Eventually, Wilson’s teammates joined him and the Wildcats’ fans were all over them, too — particularly freshman Gradey Dick. They taunted him about his appearance and, of course, had more than a few chants involving his last name.

Adams, Harris, Udeh and even walk-on Dillon Wilhite also were called out individually.

The final pregame shot at the Jayhawks happened when they took the floor for the second time and the Wildcats blared George Michael’s “Careless Whisper” love ballad over the loudspeakers followed by Mariah Carey’s “Always Be My Baby,” as opposed to the hip-hop and rap hype tracks that played while the Wildcats were on the floor.

The final Challenge

Saturday was the final year for the SEC/Big 12 Challenge, and therefore the final Kansas-Kentucky matchup in the event’s 10-year history.

This season was the seventh consecutive year in which all 10 matchups between Big 12 and SEC teams took place on the same day. In the last nine challenges, the Big 12 led 4-3-2, with an overall winning percentage of 53.9%. The Big 12 won better than half of the 10 matchups in 2014, 2015, 2016 and 2019.

KU and Kentucky played each other in five of the 10 SEC/Big 12 Challenges. In past years, KU also played twice against Florida (1-1), twice against Tennessee (1-1) and once against Texas A&M (1-0).

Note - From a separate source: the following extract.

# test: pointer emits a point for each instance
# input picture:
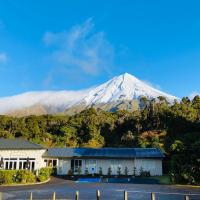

While this is the end of the midseason challenge matchup between these two college basketball powerhouses, it’s hardly the end of their head-to-head matchups.

In fact, Kansas and Kentucky will meet again this year — on Nov. 14, 2023, in Chicago, at the Champions Classic.

This and that …

Saturday’s win snapped KU’s three-game losing streak, meaning the longest single skid in Self’s 20 years in Lawrence is still three games. It also was KU’s third win in Lexington; all three wins have been under Self … Kentucky now leads the series 24-11 overall, but the Jayhawks have won five of the last seven meetings … KU is now 4-2 in true road games this season and 7-3 in games played outside of Allen Fieldhouse … The Kansas coaches donned suits again on Saturday night as part of the final day of “Suits And Sneakers Week,” which is a benefit for Coaches vs. Cancer. KU’s coaching staff also wore white, low-top Adidas shoes that featured a Jayhawk on the heel.